The title is a pun on Babes in the Wood. Alternative titles considered before release included Buzz Saw and Buckwheat and The Lumber Ox.

==Plot==
Chester, a lumberjack, walks through a forest and narrowly avoids being hit by a falling tree. Attempting to chop a marked tree, he finds it impervious to his axe. He meets Hazel Wood, who shows interest in him despite her boss, Big Bill Reardon, warning him away. Bill tricks Chester onto a log slide, but ends up being dragged down himself. At the bottom, Chester is launched and then beaten by Bill.
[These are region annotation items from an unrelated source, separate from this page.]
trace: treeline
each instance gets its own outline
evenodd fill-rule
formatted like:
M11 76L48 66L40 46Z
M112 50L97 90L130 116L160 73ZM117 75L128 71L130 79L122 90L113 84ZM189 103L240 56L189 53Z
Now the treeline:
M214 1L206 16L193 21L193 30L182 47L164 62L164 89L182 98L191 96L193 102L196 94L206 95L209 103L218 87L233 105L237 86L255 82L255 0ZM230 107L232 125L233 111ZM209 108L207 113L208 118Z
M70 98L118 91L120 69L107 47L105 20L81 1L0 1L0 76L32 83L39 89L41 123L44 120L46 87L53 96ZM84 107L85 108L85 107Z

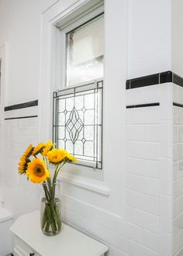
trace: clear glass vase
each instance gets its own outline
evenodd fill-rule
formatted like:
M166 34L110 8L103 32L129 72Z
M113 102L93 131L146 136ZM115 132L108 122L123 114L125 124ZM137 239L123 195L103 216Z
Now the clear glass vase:
M43 183L43 196L41 199L41 230L47 236L61 231L60 182Z

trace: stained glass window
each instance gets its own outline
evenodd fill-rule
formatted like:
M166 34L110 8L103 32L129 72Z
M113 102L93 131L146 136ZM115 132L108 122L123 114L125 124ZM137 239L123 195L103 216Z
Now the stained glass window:
M78 164L102 168L103 81L54 93L54 140Z

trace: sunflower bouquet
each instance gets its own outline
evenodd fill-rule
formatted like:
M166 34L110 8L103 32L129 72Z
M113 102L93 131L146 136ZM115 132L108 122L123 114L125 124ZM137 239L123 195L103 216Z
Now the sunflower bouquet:
M55 148L51 141L29 145L20 157L19 173L33 183L42 183L45 197L42 199L41 228L44 234L54 235L61 229L60 202L55 196L57 177L66 163L76 161L67 151ZM53 177L50 168L54 167Z

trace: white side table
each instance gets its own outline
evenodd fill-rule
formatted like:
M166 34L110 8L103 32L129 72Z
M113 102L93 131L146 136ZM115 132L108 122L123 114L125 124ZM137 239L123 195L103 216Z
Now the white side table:
M39 211L21 216L10 230L15 235L14 256L104 256L109 249L64 223L58 235L44 235Z

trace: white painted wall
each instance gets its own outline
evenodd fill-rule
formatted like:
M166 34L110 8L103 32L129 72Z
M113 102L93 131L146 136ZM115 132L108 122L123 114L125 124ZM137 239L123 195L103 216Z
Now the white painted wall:
M36 99L40 104L39 111L36 107L5 113L6 117L39 113L38 119L5 122L3 189L5 206L16 216L39 208L40 187L19 177L16 166L28 143L50 138L50 27L47 22L50 24L53 16L84 0L58 1L43 12L54 2L0 1L0 45L7 42L9 48L5 105ZM171 121L162 116L167 113L167 101L170 106L170 86L164 90L162 87L161 92L150 89L143 99L140 92L134 96L141 102L158 99L162 109L147 109L137 114L127 113L125 109L126 98L129 101L133 98L126 95L126 78L171 68L171 1L105 0L105 3L104 175L97 187L101 191L109 189L110 194L96 192L92 187L95 181L91 178L87 180L91 189L88 185L88 189L82 187L86 185L85 178L78 185L63 182L63 217L109 244L109 256L171 256L171 230L167 229L170 218L164 209L168 209L171 195L160 189L164 188L161 182L166 174L161 172L164 168L159 169L161 158L168 161L170 156L166 140L162 141L158 136L160 131L163 133L163 121ZM116 110L112 114L112 109ZM39 128L43 129L38 133Z
M183 76L183 2L172 0L172 71Z
M130 0L129 3L128 78L171 70L171 1Z

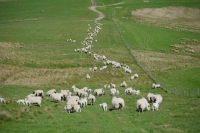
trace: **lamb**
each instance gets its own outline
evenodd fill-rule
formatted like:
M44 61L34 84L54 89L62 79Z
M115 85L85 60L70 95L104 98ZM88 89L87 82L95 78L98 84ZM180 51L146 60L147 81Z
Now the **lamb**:
M89 74L86 75L86 79L90 79L90 75Z
M78 101L78 104L80 105L80 107L84 108L84 107L87 105L87 97L81 98L81 99Z
M34 90L33 94L35 94L35 96L40 96L43 98L44 96L44 91L43 90Z
M101 103L99 106L102 107L103 111L107 111L107 103Z
M162 103L162 96L160 94L156 94L156 95L153 95L152 97L152 101L155 103L157 102L158 104Z
M153 93L148 93L147 94L147 100L148 100L148 102L153 102L153 97L154 97Z
M96 98L95 98L94 95L90 94L89 97L88 97L88 100L90 102L90 105L94 105Z
M25 100L30 101L31 104L37 104L41 107L42 98L41 97L26 97Z
M138 74L134 74L133 76L131 76L131 80L133 80L133 79L136 79L136 78L138 78L139 76L138 76Z
M63 94L62 93L52 93L50 97L53 99L55 102L61 102L64 100Z
M158 110L158 108L159 108L159 104L157 102L153 103L152 110L156 111L156 110Z
M127 84L125 81L123 81L121 84L120 84L120 87L127 87Z
M125 94L132 94L132 93L133 93L132 87L125 89Z
M112 107L114 109L123 109L124 106L125 106L124 99L117 98L115 96L112 98Z
M25 100L24 99L19 99L19 100L17 100L17 104L25 105Z
M6 103L6 100L4 98L0 98L0 103Z
M161 87L160 84L155 84L155 83L152 84L153 89L160 88L160 87Z
M118 94L118 95L119 95L119 91L118 91L117 89L115 89L115 88L111 88L111 89L110 89L110 94L111 94L112 96L114 96L115 94Z
M46 96L50 96L52 93L56 93L56 90L51 89L51 90L47 91Z
M103 88L95 89L94 95L96 95L96 96L105 95L105 91L103 90Z
M141 99L137 100L137 106L136 106L136 110L138 110L138 112L143 112L145 109L150 110L150 105L147 102L147 100L142 97Z

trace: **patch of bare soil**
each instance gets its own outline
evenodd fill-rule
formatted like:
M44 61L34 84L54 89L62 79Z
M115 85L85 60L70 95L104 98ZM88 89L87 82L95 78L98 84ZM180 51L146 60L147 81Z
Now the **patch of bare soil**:
M170 45L171 51L183 54L200 54L200 42L197 39L181 38L179 44Z
M168 25L168 28L200 30L200 9L188 7L144 8L132 11L133 17L141 23Z

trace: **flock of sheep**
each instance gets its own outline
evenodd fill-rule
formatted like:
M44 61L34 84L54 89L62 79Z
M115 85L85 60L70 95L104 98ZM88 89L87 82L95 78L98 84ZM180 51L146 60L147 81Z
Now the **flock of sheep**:
M105 55L99 55L95 54L90 51L90 49L93 47L93 38L96 36L101 29L102 24L98 22L101 18L98 18L95 20L95 29L91 32L90 24L88 24L88 30L87 30L87 37L84 41L82 41L82 45L85 47L75 49L75 52L84 52L88 53L95 60L103 61L104 66L100 67L100 71L103 71L108 67L108 65L111 65L112 68L122 68L125 73L132 73L131 69L128 65L122 64L116 61L112 61L106 58ZM76 42L76 40L68 39L68 41ZM95 40L97 42L97 40ZM95 66L93 68L90 68L90 71L98 71L98 68ZM138 78L138 74L134 74L130 77L130 80ZM86 75L86 79L90 79L90 75ZM127 83L123 81L120 84L120 87L126 88L124 90L125 95L140 95L140 90L135 90L132 87L128 87ZM160 88L160 84L152 84L152 88ZM55 102L63 102L67 101L66 105L64 106L64 110L68 113L71 112L81 112L82 108L85 108L87 105L94 105L96 101L97 96L103 96L105 95L105 89L109 89L110 95L112 96L112 108L119 110L123 109L125 107L125 101L121 97L117 97L119 95L119 90L116 89L116 84L110 83L108 85L104 85L103 88L99 89L88 89L88 87L83 88L77 88L75 85L72 86L72 90L61 90L60 92L57 92L55 89L51 89L46 92L46 97L51 97L53 101ZM43 90L35 90L32 94L27 95L24 99L17 100L17 104L23 104L26 106L31 106L32 104L36 104L41 107L42 105L42 99L44 97L44 91ZM138 112L143 112L144 110L150 110L150 103L152 103L152 110L158 110L159 105L162 103L162 96L160 94L152 94L149 93L147 97L142 97L141 99L138 99L136 102L136 110ZM0 98L1 103L6 103L6 100L4 98ZM99 106L103 109L103 111L107 111L108 105L106 102L99 104Z

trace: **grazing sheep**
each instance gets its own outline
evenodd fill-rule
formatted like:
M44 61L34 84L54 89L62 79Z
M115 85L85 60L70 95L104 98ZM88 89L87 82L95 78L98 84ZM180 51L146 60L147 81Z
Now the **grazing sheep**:
M17 104L25 105L25 100L24 99L19 99L19 100L17 100Z
M86 79L90 79L90 75L89 74L86 75Z
M120 84L120 87L127 87L127 84L125 81L123 81L121 84Z
M41 103L42 103L42 98L41 97L26 97L25 100L30 101L31 104L37 104L41 107Z
M103 111L107 111L107 103L101 103L99 106L102 107Z
M133 80L133 79L136 79L136 78L138 78L139 76L138 76L138 74L134 74L133 76L131 76L131 80Z
M152 110L156 111L156 110L158 110L158 108L159 108L159 104L157 102L153 103Z
M63 94L62 93L52 93L50 97L53 99L55 102L61 102L64 100Z
M153 97L154 97L153 93L148 93L147 94L147 100L148 100L148 102L153 102Z
M40 96L43 98L44 96L44 91L43 90L34 90L33 94L35 94L35 96Z
M90 105L94 105L96 98L95 98L94 95L90 94L89 97L88 97L88 100L90 102Z
M126 94L133 94L133 88L132 87L129 87L129 88L127 88L127 89L125 89L125 95Z
M119 91L116 88L111 88L110 89L110 95L114 96L115 94L119 95Z
M51 90L47 91L46 96L50 96L52 93L56 93L56 90L51 89Z
M152 84L153 89L160 88L160 87L161 87L160 84L155 84L155 83Z
M94 90L94 95L96 95L96 96L105 95L105 91L103 90L103 88L95 89L95 90Z
M138 110L138 112L143 112L145 109L150 110L150 105L147 102L147 100L142 97L141 99L137 100L137 106L136 106L136 110Z
M123 109L124 106L125 106L124 99L117 98L115 96L112 98L112 107L114 109Z
M157 102L158 104L162 103L162 96L160 94L153 95L152 102Z

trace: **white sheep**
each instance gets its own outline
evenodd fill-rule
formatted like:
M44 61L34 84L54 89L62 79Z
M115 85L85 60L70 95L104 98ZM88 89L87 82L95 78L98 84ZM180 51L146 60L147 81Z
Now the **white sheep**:
M133 76L131 76L131 80L133 80L133 79L136 79L136 78L138 78L139 76L138 76L138 74L134 74Z
M95 98L94 95L90 94L90 95L88 96L88 100L89 100L89 102L90 102L90 105L94 105L94 102L95 102L96 98Z
M157 102L158 104L162 103L162 96L160 94L155 94L152 96L152 102Z
M115 96L112 98L112 107L114 109L123 109L124 106L125 106L125 103L124 103L123 98L117 98Z
M96 96L105 95L105 91L103 90L103 88L95 89L94 90L94 95L96 95Z
M30 101L31 104L37 104L41 107L41 104L42 104L42 98L41 97L29 96L29 97L26 97L25 100Z
M147 100L144 97L142 97L142 98L137 100L136 109L140 113L140 112L143 112L145 109L150 110L150 105L147 102Z
M17 104L25 105L25 100L24 99L19 99L19 100L17 100Z
M156 110L158 110L158 108L159 108L159 104L157 102L153 103L152 110L156 111Z
M101 103L99 106L103 109L103 111L107 111L107 103Z
M119 95L119 91L116 88L111 88L110 95L114 96L115 94Z
M125 94L133 94L133 88L132 87L129 87L129 88L127 88L127 89L125 89Z
M89 74L86 75L86 79L90 79L90 75Z
M56 90L51 89L51 90L47 91L46 96L50 96L52 93L56 93Z
M160 87L161 87L160 84L155 84L155 83L152 84L153 89L160 88Z
M33 94L35 94L35 96L40 96L43 98L44 96L44 91L43 90L34 90Z
M53 99L55 102L61 102L64 100L63 94L62 93L52 93L50 97Z
M123 81L121 84L120 84L120 87L127 87L127 84L125 81Z

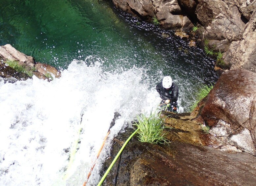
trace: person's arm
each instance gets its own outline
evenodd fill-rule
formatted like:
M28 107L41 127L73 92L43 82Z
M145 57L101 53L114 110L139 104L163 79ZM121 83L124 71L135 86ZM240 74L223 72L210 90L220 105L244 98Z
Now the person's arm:
M161 98L161 99L163 99L164 101L165 101L166 99L169 99L169 98L167 97L166 97L164 95L163 95L163 94L162 93L162 92L161 91L161 88L163 88L162 87L162 82L161 82L160 83L159 83L156 85L156 91L159 94L159 95L160 96L160 97Z
M173 89L172 91L173 97L172 98L172 100L173 102L176 102L178 100L179 96L179 88L178 86L173 84Z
Later, Chester arrives injured in a logging town, where Hazel is offered a saloon cashier job. Chester is hired as a dishwasher. He struggles with a massive pile of dishes and has several mishaps. A saloon customer demands soup, but after Chester accidentally adds a lamp to the pot, chaos ensues. The cook chases Chester but is knocked out by a mule, leading others to believe Chester delivered the blow. He earns the nickname "The Crying Killer."

Now working as a bouncer, Chester impresses patrons with a rigged gun trick. Tough Mike, fooled into believing Chester has extraordinary aim, flees. Bill returns, confronts Chester, and starts a fight. The lights go out during the brawl. When they return, Chester is the only one standing. He revives Bill with whiskey, knocks him out again, and leaves with Hazel.